Prestige 334 User’s Guide

7.6 Trigger Port Forwarding

Some services use a dedicated range of ports on the client side and a dedicated range of ports on the server side. With regular port forwarding you set a forwarding port in NAT to forward a service (coming in from the server on the WAN) to the IP address of a computer on the client side (LAN). The problem is that port forwarding only forwards a service to a single LAN IP address. In order to use the same service on a different LAN computer, you have to manually replace the LAN computer's IP address in the forwarding port with another LAN computer's IP address,

Trigger port forwarding solves this problem by allowing computers on the LAN to dynamically take turns using the service. The Prestige records the IP address of a LAN computer that sends traffic to the WAN to request a service with a specific port number and protocol (a "trigger" port). When the Prestige's WAN port receives a response with a specific port number and protocol ("incoming" port), the Prestige forwards the traffic to the LAN IP address of the computer that sent the request. After that computer’s connection for that service closes, another computer on the LAN can use the service in the same manner. This way you do not need to configure a new IP address each time you want a different LAN computer to use the application.

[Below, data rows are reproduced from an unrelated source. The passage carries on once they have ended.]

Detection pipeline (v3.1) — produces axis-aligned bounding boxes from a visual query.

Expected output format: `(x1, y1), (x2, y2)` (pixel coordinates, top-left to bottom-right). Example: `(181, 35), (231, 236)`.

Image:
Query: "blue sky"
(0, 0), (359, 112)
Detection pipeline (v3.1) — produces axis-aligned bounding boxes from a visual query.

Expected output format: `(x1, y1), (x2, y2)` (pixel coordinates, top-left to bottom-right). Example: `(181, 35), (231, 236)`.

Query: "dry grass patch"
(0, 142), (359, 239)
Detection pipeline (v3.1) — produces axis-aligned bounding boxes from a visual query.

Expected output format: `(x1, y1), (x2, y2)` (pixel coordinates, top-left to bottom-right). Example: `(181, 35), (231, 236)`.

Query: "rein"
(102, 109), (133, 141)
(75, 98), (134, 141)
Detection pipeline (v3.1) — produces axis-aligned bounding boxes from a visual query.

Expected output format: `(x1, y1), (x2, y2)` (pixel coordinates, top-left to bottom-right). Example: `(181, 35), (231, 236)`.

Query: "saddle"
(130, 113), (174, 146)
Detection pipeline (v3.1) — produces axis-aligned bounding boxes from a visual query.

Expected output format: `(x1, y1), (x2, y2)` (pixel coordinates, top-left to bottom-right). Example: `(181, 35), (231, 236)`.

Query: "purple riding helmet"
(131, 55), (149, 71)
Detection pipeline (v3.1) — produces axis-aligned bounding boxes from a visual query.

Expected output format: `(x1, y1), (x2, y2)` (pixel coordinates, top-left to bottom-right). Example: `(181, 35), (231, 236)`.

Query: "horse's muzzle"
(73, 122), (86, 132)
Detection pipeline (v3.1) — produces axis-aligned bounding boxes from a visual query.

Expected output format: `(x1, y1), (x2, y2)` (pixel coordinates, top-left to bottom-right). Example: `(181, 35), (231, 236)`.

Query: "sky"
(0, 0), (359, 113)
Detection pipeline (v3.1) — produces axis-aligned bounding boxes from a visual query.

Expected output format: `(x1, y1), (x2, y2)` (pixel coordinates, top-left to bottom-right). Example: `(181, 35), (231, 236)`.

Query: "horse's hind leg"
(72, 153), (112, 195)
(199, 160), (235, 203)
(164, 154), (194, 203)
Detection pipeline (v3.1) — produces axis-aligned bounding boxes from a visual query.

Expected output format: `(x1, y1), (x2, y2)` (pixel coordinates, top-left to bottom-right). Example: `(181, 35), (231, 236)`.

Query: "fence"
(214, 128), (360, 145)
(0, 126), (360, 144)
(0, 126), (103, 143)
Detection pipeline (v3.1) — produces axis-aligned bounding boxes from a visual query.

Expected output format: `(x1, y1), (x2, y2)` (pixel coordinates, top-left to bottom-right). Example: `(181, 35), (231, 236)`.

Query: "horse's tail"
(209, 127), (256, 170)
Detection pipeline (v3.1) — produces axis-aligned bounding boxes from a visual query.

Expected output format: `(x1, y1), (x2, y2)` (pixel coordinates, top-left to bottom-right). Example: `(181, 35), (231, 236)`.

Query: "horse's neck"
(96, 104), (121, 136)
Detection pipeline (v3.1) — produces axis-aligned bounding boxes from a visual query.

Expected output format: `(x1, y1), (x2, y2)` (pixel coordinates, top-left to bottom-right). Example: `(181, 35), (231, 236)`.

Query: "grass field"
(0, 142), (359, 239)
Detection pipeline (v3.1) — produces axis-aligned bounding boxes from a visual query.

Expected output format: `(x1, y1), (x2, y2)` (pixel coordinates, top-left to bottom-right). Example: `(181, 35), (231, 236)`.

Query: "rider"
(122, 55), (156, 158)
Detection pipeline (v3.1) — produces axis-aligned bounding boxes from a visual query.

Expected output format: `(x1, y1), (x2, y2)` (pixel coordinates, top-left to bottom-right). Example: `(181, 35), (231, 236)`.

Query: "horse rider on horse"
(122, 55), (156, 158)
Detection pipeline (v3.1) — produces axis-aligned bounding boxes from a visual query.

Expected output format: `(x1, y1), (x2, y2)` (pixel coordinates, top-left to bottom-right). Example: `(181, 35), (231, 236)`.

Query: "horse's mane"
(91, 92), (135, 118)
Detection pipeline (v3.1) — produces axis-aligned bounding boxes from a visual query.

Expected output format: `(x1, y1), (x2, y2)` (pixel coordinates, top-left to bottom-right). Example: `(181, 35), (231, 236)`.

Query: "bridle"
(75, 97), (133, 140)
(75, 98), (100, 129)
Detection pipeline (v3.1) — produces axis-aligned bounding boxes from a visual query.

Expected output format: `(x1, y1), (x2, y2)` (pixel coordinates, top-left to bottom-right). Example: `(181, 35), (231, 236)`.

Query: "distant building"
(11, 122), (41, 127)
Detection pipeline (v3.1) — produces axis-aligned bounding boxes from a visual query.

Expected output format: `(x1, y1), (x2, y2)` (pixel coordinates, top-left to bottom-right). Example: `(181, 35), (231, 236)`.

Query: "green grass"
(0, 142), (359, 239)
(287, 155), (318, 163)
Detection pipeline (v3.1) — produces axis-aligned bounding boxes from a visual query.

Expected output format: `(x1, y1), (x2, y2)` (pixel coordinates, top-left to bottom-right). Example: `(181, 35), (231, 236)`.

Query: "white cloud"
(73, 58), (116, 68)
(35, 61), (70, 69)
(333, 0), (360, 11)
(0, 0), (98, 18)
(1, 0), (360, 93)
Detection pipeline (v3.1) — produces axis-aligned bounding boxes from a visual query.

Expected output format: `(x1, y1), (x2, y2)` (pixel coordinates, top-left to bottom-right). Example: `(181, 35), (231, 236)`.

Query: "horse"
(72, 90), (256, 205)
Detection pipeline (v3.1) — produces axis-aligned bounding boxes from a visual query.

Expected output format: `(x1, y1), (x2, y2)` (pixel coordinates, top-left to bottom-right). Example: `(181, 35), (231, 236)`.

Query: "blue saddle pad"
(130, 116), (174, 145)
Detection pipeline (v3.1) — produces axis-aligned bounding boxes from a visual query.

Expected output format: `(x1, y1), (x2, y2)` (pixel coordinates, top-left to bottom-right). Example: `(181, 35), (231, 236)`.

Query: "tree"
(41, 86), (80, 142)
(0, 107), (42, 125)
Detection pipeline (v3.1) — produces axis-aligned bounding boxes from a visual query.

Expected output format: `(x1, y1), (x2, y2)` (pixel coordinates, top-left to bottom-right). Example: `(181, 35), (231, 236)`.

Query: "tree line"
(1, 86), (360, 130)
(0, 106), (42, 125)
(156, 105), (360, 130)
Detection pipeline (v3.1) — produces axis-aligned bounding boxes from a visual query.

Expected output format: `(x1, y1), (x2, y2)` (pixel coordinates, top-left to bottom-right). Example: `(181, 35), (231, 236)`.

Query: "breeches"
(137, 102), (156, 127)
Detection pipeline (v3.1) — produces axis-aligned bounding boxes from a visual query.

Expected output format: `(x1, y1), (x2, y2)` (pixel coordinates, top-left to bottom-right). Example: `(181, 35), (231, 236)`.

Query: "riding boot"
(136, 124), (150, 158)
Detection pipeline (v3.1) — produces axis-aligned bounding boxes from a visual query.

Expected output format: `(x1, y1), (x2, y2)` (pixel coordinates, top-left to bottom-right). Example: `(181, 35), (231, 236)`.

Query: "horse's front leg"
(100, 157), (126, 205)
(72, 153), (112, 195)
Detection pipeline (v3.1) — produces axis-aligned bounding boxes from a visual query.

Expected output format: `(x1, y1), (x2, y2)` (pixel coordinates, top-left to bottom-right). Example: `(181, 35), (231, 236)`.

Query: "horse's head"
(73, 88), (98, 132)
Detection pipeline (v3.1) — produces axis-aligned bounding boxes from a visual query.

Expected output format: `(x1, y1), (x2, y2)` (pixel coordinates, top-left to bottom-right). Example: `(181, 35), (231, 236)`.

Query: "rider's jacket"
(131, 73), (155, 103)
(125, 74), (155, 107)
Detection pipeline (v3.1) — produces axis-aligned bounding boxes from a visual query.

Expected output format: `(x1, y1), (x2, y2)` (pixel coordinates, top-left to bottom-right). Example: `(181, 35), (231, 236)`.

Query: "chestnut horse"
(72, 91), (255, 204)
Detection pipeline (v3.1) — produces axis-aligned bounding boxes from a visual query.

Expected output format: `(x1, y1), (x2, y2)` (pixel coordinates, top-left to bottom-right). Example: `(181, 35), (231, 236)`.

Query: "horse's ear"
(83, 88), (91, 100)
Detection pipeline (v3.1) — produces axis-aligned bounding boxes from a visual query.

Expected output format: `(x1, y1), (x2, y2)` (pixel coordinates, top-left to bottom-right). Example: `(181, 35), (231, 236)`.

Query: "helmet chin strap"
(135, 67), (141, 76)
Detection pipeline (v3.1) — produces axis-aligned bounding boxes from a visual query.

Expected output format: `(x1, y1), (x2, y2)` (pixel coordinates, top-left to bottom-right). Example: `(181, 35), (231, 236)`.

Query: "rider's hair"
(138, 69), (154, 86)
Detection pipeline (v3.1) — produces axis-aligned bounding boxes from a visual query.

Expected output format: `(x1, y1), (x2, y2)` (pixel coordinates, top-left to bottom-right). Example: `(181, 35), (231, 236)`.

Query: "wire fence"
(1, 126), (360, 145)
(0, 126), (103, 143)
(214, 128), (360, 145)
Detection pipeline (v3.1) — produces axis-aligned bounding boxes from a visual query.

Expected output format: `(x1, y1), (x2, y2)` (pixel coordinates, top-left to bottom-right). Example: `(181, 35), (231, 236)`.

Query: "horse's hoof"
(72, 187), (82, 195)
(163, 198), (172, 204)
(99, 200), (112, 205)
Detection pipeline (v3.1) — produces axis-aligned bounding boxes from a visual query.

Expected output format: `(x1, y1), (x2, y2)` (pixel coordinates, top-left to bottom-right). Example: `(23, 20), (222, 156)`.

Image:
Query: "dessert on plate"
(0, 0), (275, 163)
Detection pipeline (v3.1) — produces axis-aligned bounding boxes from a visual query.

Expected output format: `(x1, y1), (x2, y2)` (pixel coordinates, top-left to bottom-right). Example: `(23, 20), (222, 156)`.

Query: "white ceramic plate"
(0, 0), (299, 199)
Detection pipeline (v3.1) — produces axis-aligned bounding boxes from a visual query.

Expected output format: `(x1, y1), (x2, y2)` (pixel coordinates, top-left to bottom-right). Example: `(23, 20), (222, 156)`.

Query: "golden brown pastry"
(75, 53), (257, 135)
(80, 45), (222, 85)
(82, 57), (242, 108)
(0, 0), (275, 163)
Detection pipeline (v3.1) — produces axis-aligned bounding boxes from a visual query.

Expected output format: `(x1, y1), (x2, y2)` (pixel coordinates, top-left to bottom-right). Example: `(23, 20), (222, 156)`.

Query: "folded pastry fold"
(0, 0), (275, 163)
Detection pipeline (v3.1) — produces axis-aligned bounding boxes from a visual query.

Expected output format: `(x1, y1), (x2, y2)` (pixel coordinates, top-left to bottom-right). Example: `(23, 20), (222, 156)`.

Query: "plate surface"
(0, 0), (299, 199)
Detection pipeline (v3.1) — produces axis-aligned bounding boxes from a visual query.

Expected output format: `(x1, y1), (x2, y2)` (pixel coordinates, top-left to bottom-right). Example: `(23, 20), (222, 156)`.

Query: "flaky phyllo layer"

7.6.1 Trigger Port Forwarding Example

The following is an example of trigger port forwarding.

Figure 33 Trigger Port Forwarding Process: Example

1Jane requests a file from the Real Audio server (port 7070).

2Port 7070 is a “trigger” port and causes the Prestige to record Jane’s computer IP address. The Prestige associates Jane's computer IP address with the "incoming" port range of 6970-7170.

3The Real Audio server responds using a port number ranging between 6970-7170.

4The Prestige forwards the traffic to Jane’s computer IP address.

5Only Jane can connect to the Real Audio server until the connection is closed or times out. The Prestige times out in three minutes with UDP (User Datagram Protocol), or two hours with TCP/IP (Transfer Control Protocol/Internet Protocol).